Our first student in the spotlight is Matthew Wagstaff, an MSc-OEH (Occupational and Environmental Health) student in the UBC School of Population and Public Health (SPPH).
What is your academic and/or professional background?
I graduated with a BSc from the UBC Combined Major in Science program in 2014 and worked in a number of diverse research assistant positions at UBC to gain academic experience during my undergrad. I first spent my Co-op terms working in Atmospheric Chemistry studying ice nucleation before working on a research program looking into the effects of a wood stove exchange program in Northern BC for the Occupational and Environmental Health division of SPPH, and finally studying spatial and temporal patterns with regards to coral bleaching in the central Pacific with the Geography department.
Please describe your general research interests for the BCEOHRN membership:
At this stage in my career, my research interests are still very broad and I would like to be involved in everything!
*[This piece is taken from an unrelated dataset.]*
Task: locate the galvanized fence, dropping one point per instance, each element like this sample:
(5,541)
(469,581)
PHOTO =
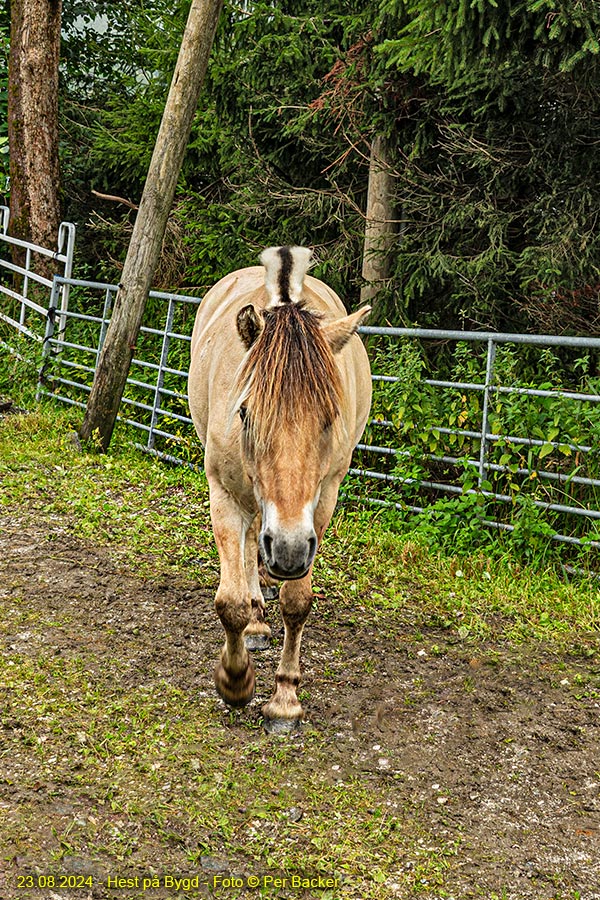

However I am mainly interested in identifying and quantifying environmental exposures and their impacts on surrounding communities.
How did you become interested in environmental/occupational health research?
I was first exposed to the field of environmental/occupational health research when I worked as a research assistant with the Occupational and Environmental Health division of SPPH in the summer of 2013. During this period I worked on a research project studying spatial and temporal patterns of PM2.5 in Quesnel and Smithers and looking into the effectiveness of a wood stove exchange program that had been implemented. I was fortunate enough to be given the responsibility of performing the mobile monitoring project with minimal support in the two cities. As I greatly enjoyed the position and found the other research going on around the program to be fascinating, I decided to come back and join the MSc-OEH program.
What role do you believe networking plays in career development?
I believe networking plays a crucial role in career development as, especially in small fields such as this, you will discover the majority of positions and opportunities available through contacts – as they may never be posted publicly. Networking in the way of discussing issues with peers in your field of research I feel is also invaluable in bringing fresh eyes to a problem and providing an interdisciplinary approach.
Who inspires you?
I am inspired by people who stand up for what they believe is right and ask questions rather than simply accepting what they are told. People who are passionate about their field of research also remind us to take a step back every now and again to look at the bigger picture to remember why we are involved in our fields.
What would you like to do in your career?
At this point, I don’t know exactly what I would like to do in my future career. I know that I’d like to work with environmental research, regulation and policy and know this is a varied field with lots of different opportunities which I’m looking forward to exploring.